2.2. Exchanging Terms

The term format described above is used in Stratego programs to denote terms, but is also used to exchange terms between programs. Thus, the internal format and the external format exactly coincide. Of course, internally a Stratego program uses a data-structure in memory with pointers rather than manipulating a textual representation of terms. But this is completely hidden from the Stratego programmer. There are a few facts that are useful to be aware of, though.

TODO: Is maximal sharing currently preserved?

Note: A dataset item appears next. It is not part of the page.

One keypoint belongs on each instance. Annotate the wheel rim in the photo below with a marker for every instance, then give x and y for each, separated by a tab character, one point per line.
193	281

The internal representation used in Stratego programs maintains maximal sharing of subterms. This means that all occurrences of a subterm are represented by a pointer to the same node in memory. This makes comparing terms in Stratego for syntactic equality a very cheap operation, i.e., just a pointer comparison.

TODO: picture of tree vs dag representation

When writing a term to a file in order to exchange it with another tool there are several representations to choose from. The textual format described above is the canonical meaning of terms, but does not preserve maximal sharing. Therefore, there is also a Binary ATerm Format (BAF) that preserves sharing in terms. The program baffle can be used to convert between the textual and binary representations.

2.3. Inspecting Terms

TODO: Does pp-aterm still exist?

As a Stratego programmer you will be looking a lot at raw ATerms. Stratego pioneers would do this by opening an ATerm file in emacs and trying to get a sense of the structure by parenthesis highlighting and inserting newlines here and there. These days your life is much more pleasant through the tool pp-aterm, which adds layout to a term to make it readable. For example, parsing the following program

let function fact(n : int) : int =
      if n < 1 then 1 else (n * fact(n - 1))
 in printint(fact(10))
end

produces the following ATerm (say in file fac.trm):

Let([FunDecs([FunDec("fact",[FArg("n",Tp(Tid("int")))],Tp(Tid("int")),
If(Lt(Var("n"),Int("1")),Int("1"),Seq([Times(Var("n"),Call(Var("fact"),
[Minus(Var("n"),Int("1"))]))])))])],[Call(Var("printint"),[Call(Var(
"fact"),[Int("10")])])])

By pretty-printing the term using pp-aterm as

TODO: Is this syntax still correct?
$ pp-aterm -i fac.trm -o fac-pp.trm --max-term-size 20

we get a much more readable term:

Let(
  [ FunDecs(
      [ FunDec(
          "fact"
        , [FArg("n", Tp(Tid("int")))]
        , Tp(Tid("int"))
        , If(
            Lt(Var("n"), Int("1"))
          , Int("1")
          , Seq([ Times(Var("n"), Call(Var("fact"), [Minus(Var("n"), Int("1"))]))
                ])
          )
        )
      ]
    )
  ]
, [ Call(Var("printint"), [Call(Var("fact"), [Int("10")])])
  ]
)

2.4. Signatures

To use terms in Stratego programs, their constructors should be declared in a signature. A signature declares a number of sorts and a number of constructors for these sorts. For each constructor, a signature declares the number and types of its arguments. For example, the following signature declares some typical constructors for constructing abstract syntax trees of expressions in a programming language:

signature
  sorts Id Exp
  constructors
           : String -> Id
    Var    : Id -> Exp
    Int    : Int -> Exp
    Plus   : Exp * Exp -> Exp
    Mul    : Exp * Exp -> Exp
    Call   : Id  * List(Exp) -> Exp

Currently, the Stratego compiler only checks the arity of constructor applications against the signature. Still, it is considered good style to also declare the types of constructors in a sensible manner for the purpose of documentation. Also, a later version of the language may introduce type checking.